While working with a Twitter Search RSS feed in Yahoo Pipes, I'm trying to clean up long Twitter links and replace them with their shortened versions. To that effect I want to match any link text that is NOT on a Twitter domain. Usually, those are t.co links.
Here's an example of what I want to do:
turn
<a href="http://t.co/AiyTQKaAoU">http://www.denverpost.com/environment/ci_26064841/colorado-coal-mine-mulls-appeal-after-federal-court ...</a>
into
<a href="http://t.co/AiyTQKaAoU">http://t.co/AiyTQKaAoU</a>
My regex started as <a .*?href=['""](.+?)['""].*?>(.+?)</a>
which matched all links.
Then I tried <a .*?href=['""]!(www\.twitter\.com\/?)['""].*?>(.+?)</a>
to remove twitter.com from the results, but it's not working.

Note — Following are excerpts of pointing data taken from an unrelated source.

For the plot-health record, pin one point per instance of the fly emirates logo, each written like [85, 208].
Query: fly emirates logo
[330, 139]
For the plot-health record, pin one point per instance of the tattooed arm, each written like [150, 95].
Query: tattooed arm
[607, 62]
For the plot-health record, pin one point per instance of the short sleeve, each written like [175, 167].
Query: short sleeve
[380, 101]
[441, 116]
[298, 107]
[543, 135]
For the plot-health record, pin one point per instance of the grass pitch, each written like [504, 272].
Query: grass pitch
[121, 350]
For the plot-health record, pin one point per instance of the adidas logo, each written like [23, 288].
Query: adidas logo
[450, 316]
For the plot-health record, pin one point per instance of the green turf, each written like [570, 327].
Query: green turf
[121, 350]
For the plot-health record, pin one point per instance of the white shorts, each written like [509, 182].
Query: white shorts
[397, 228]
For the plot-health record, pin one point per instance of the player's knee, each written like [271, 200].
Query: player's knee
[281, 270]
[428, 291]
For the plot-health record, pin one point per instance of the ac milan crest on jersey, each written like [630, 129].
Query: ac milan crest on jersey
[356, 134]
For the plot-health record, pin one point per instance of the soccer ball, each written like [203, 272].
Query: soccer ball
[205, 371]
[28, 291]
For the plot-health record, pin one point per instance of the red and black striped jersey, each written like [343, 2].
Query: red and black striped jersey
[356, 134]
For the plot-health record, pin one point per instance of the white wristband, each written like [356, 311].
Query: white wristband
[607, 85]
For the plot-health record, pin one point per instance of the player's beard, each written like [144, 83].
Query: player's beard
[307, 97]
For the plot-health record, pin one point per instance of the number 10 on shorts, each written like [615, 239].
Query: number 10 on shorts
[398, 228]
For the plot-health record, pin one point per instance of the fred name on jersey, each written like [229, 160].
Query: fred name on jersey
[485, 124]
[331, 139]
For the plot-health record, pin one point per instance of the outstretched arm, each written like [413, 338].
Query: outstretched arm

What I doing wrong?
P.S. I need to not touch Twitter links because that will mess up all '@' and '#' links.
Addition: Solution by @Avinash-Raj works in the demo but not inside the Yahoo Pipe. Anyone familiar with regex inside Yahoo Pipes?
In Yahoo Pipes, something like this should do:
href="(http://t.co[^"]*)"[^>]*>http://[^<]*
href="$1">$1
Here's a demo pipe, and here's another, based on your pipe.
PS: you know you can put multiple regex replacements in a single Regex operator. It's easier to read that way.